Monday, December 30, 2019

Handy Man

If you wait long enough, all jokes wind up coming true!

You might remember this one from the 90s:

A guy is having dinner with a friend in a restaurant when he needs to call a third person. He punches the palm of his left hand with his right index finger ten times, and then holds his left hand up by his ear and mouth and completes his phone call, after which he excuses himself to go to the mens' room.

He comes back to the table and his buddy says he's got toilet paper stuck to his shoe.

The guy looks down and says, "Oh! I'm getting a fax!"

It was hilarious in 1994, but we never thought we'd see the day when someone would implant their car key in their hand, but now we have.

Unlike your 1958 DeSoto, a lot of cars today don't have a traditional key to start the engine and make them go. Just a digital fob will allow you to push a button and be on your way to the mini-mall.  But why carry that cardkey around when you can be like Ben Workman, of Provo, Utah?

Ben has had 4 chips implanted in his hands. One of them unlocks the Tesla, one opens doors where he works, one logs his computer on and off, and one shares information with Apple Pay and Google Pay.

This man does not like to carry a wallet or keyring!

He told the TV news out in Provo, "I play tricks on people who don`t know I have it in my hand. I try and convince them a banana is the key and then I hold a banana up and [the chip] unlocks the door."

Another old joke:
  Sir, you have a banana in your ear.
  I'm sorry, I can't hear you. I have a banana in my ear.
He had someone in the family install most of the handchips, but he needed to go to a piercing studio to put the car key in there.
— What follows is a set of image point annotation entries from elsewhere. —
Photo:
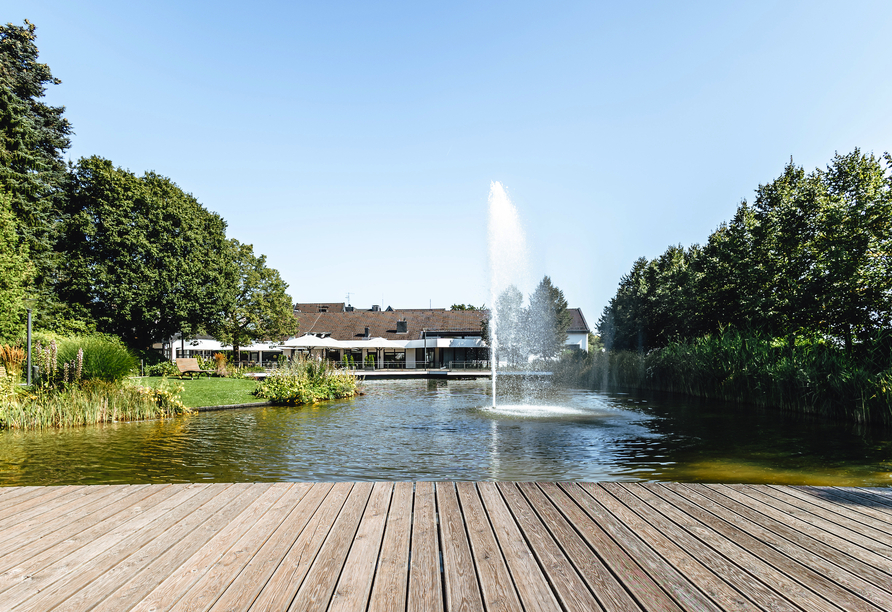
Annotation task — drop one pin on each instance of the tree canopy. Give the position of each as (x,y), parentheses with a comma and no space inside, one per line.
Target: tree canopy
(143,259)
(812,255)
(33,138)
(537,329)
(255,306)
(15,270)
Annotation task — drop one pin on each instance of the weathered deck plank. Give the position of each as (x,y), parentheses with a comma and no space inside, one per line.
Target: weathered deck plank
(391,586)
(466,546)
(425,587)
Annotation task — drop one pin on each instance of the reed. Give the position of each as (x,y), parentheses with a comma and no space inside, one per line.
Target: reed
(12,358)
(304,381)
(812,376)
(88,403)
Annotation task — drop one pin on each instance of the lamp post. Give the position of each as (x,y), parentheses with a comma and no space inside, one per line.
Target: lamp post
(29,303)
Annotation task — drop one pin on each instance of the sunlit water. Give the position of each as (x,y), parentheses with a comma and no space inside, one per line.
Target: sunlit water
(434,430)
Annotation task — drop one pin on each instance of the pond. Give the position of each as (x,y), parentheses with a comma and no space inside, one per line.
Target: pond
(438,430)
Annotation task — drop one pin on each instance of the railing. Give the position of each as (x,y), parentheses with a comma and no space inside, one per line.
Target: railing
(477,364)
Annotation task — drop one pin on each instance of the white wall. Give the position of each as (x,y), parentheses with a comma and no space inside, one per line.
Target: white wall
(580,340)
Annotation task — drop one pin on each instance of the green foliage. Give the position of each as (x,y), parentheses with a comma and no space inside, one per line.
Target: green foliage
(33,139)
(162,368)
(62,360)
(812,256)
(305,381)
(142,256)
(812,375)
(105,357)
(255,307)
(15,273)
(547,320)
(88,403)
(537,329)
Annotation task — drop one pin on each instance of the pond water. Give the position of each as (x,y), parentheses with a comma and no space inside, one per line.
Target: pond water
(437,430)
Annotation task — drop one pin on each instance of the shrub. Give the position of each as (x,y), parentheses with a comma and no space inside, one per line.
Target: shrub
(304,381)
(90,402)
(220,364)
(810,375)
(12,358)
(163,368)
(104,357)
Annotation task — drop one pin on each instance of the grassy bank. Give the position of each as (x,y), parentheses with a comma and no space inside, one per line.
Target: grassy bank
(812,376)
(210,391)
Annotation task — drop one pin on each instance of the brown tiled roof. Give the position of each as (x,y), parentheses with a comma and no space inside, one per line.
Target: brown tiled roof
(351,325)
(315,306)
(578,326)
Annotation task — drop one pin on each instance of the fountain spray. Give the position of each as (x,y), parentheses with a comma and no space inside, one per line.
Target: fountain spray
(507,263)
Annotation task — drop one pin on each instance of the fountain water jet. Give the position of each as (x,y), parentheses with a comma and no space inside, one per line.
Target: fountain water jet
(507,268)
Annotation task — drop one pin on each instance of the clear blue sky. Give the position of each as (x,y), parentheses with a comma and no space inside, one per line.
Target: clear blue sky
(354,143)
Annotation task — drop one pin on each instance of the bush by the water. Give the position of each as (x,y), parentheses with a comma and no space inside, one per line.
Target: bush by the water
(86,403)
(163,368)
(105,357)
(812,375)
(304,381)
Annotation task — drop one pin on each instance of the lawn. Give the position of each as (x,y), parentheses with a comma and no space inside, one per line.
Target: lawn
(210,391)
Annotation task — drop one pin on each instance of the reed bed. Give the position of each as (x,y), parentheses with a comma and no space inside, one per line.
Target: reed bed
(812,376)
(87,403)
(304,381)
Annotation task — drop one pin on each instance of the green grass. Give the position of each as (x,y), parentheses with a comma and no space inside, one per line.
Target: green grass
(211,391)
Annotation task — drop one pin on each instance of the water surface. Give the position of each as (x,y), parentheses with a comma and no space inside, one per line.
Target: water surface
(434,430)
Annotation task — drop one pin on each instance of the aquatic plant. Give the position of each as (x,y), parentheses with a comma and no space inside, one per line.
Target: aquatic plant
(12,358)
(304,381)
(812,375)
(91,402)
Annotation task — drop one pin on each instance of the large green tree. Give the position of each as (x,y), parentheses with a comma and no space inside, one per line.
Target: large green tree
(547,320)
(812,256)
(143,259)
(33,138)
(256,306)
(15,270)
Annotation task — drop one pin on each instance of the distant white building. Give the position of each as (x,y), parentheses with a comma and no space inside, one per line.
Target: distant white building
(405,338)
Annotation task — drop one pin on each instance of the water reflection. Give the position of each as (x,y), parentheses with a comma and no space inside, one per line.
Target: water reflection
(433,430)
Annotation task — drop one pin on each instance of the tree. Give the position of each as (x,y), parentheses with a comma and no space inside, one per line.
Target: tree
(257,307)
(15,272)
(507,323)
(33,139)
(547,320)
(143,258)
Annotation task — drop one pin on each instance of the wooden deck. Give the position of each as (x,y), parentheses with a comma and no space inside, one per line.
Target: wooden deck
(445,546)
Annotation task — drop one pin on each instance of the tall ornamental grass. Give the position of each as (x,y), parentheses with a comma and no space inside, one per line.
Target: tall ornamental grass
(87,403)
(813,375)
(304,381)
(104,358)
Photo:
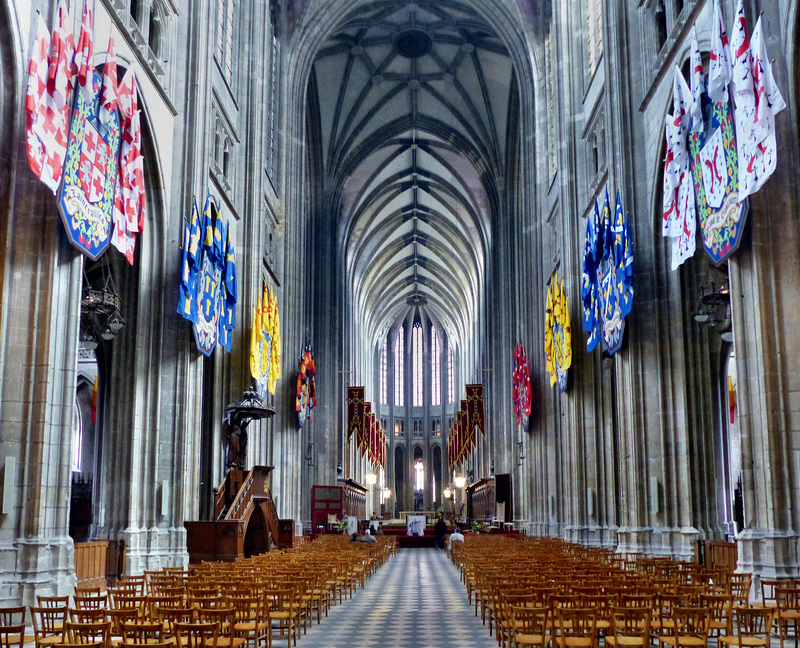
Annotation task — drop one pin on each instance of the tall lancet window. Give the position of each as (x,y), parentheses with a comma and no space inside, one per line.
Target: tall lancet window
(416,363)
(451,395)
(436,369)
(399,382)
(384,389)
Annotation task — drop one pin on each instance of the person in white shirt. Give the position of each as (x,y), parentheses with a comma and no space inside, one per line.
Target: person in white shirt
(456,536)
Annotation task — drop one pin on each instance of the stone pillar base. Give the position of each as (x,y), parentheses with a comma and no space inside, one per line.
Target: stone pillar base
(154,548)
(592,535)
(36,566)
(671,542)
(771,554)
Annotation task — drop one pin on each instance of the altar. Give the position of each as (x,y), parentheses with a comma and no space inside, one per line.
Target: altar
(416,524)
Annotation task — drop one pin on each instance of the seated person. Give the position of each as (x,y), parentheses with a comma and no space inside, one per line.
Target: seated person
(456,536)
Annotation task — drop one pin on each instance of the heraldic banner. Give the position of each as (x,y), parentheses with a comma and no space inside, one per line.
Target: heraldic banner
(477,412)
(86,199)
(355,411)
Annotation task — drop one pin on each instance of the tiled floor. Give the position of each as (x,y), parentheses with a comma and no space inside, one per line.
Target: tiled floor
(415,600)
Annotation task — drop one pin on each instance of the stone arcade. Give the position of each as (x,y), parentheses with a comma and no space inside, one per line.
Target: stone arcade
(408,176)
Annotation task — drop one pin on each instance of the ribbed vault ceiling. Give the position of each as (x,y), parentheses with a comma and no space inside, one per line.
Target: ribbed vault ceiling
(413,108)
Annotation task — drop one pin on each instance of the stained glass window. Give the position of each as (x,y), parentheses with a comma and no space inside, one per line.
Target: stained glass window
(399,373)
(416,363)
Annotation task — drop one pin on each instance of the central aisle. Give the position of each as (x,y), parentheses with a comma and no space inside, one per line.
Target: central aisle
(416,600)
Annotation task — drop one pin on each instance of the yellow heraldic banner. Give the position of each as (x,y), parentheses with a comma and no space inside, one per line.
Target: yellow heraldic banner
(265,343)
(558,333)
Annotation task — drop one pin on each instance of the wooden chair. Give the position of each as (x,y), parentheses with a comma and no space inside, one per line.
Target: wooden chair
(170,617)
(118,620)
(630,627)
(52,601)
(769,590)
(88,632)
(787,612)
(577,628)
(663,613)
(721,606)
(142,632)
(251,623)
(206,602)
(690,628)
(134,583)
(739,585)
(12,615)
(505,622)
(196,635)
(753,629)
(88,615)
(90,600)
(12,636)
(282,611)
(530,626)
(160,604)
(225,618)
(48,625)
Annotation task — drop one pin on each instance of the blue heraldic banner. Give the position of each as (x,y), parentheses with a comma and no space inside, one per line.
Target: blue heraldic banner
(716,181)
(591,311)
(86,197)
(190,261)
(209,283)
(610,299)
(208,279)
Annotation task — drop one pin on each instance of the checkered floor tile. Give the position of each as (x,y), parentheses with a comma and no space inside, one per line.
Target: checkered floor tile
(416,600)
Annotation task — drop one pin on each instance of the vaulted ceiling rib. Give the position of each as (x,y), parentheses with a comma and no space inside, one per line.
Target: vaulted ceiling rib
(413,102)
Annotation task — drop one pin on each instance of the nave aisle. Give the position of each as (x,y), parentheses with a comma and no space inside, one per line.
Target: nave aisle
(416,600)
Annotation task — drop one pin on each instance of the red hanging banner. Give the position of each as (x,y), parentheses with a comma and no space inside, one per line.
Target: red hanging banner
(477,413)
(355,412)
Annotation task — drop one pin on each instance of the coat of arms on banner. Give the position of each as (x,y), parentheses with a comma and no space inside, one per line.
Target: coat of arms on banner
(611,318)
(716,178)
(86,199)
(206,330)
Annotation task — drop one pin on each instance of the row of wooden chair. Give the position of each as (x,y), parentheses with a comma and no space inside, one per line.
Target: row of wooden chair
(573,585)
(246,600)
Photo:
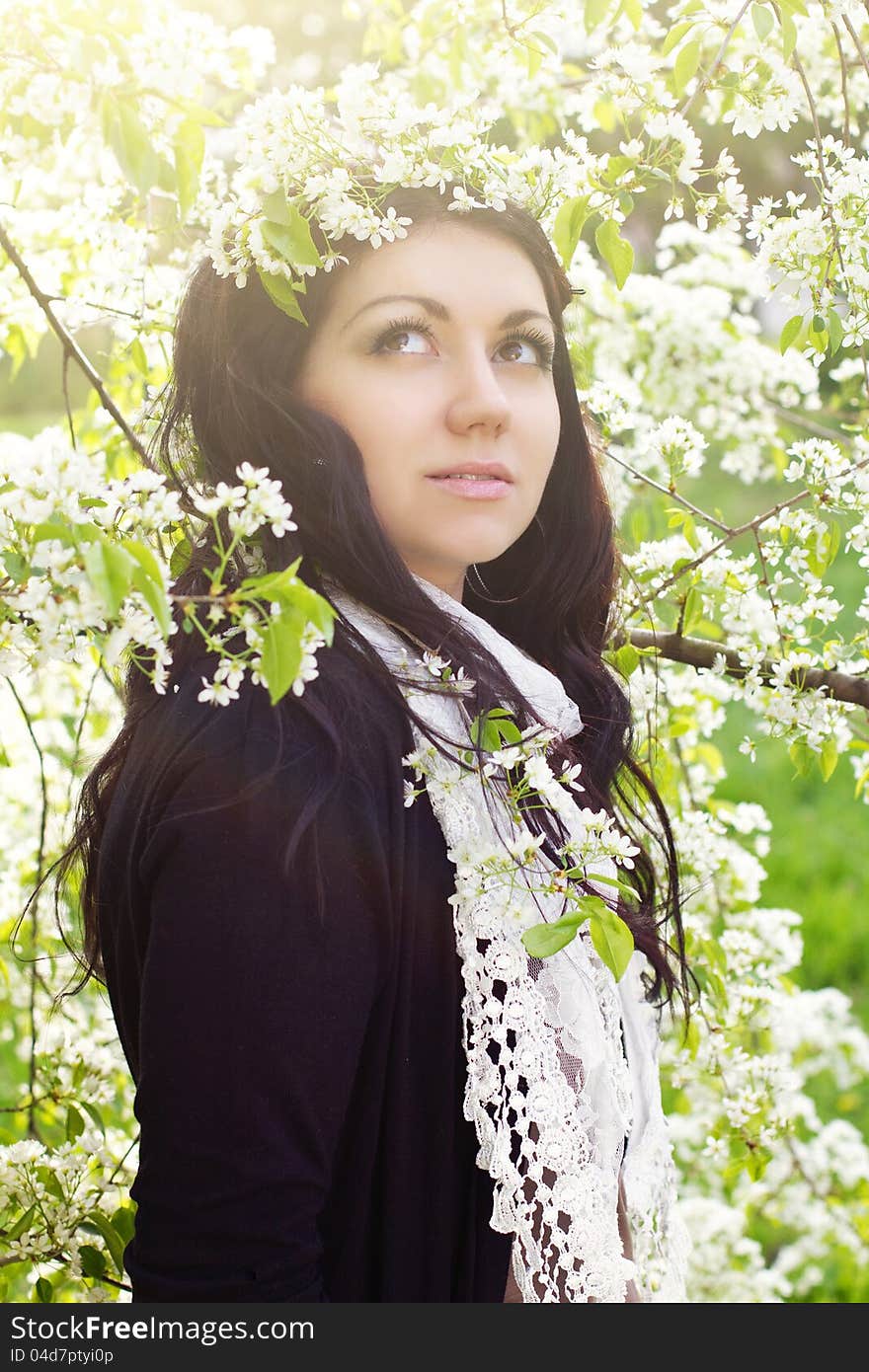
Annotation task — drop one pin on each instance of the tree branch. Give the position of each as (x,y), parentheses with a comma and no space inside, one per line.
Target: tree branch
(743,528)
(699,651)
(700,87)
(69,344)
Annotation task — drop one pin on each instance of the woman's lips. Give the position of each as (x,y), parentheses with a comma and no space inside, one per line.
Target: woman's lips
(488,490)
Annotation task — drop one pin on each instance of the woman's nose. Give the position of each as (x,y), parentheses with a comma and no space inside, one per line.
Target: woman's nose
(477,394)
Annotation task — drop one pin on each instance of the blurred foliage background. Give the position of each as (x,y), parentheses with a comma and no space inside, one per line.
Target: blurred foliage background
(823,878)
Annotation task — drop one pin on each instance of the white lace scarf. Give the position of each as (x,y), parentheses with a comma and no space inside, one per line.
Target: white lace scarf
(555,1146)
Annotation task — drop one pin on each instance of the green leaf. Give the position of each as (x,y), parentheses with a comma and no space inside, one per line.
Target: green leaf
(762,21)
(612,940)
(180,558)
(593,11)
(788,34)
(292,240)
(281,294)
(690,1040)
(693,609)
(548,41)
(148,580)
(615,250)
(95,1115)
(113,1239)
(826,549)
(790,333)
(92,1261)
(271,586)
(567,228)
(110,570)
(834,331)
(828,757)
(130,144)
(802,756)
(74,1124)
(281,650)
(21,1225)
(534,58)
(626,658)
(123,1220)
(685,65)
(189,148)
(544,940)
(276,208)
(675,35)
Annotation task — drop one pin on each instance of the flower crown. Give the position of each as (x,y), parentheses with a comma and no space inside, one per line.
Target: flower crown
(330,161)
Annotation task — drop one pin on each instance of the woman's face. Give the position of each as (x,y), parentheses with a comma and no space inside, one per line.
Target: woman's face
(436,386)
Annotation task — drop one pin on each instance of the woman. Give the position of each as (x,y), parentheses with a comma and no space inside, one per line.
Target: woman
(272,919)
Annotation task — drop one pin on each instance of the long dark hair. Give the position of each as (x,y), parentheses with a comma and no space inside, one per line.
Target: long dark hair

Always the joker, Ben says he had a magnet stuck in his left hand for magic tricks, like the always popular sawtooth-picture-hanger trick.

So here we are, America, as we approach 2020: half the people are afraid that the government in trying to implant microchips in the nape of their necks so they can be tracked, and people in Utah are sticking magnets in their hands to perform acts of legerdemain.

Phone call for you! Take it on your other hand.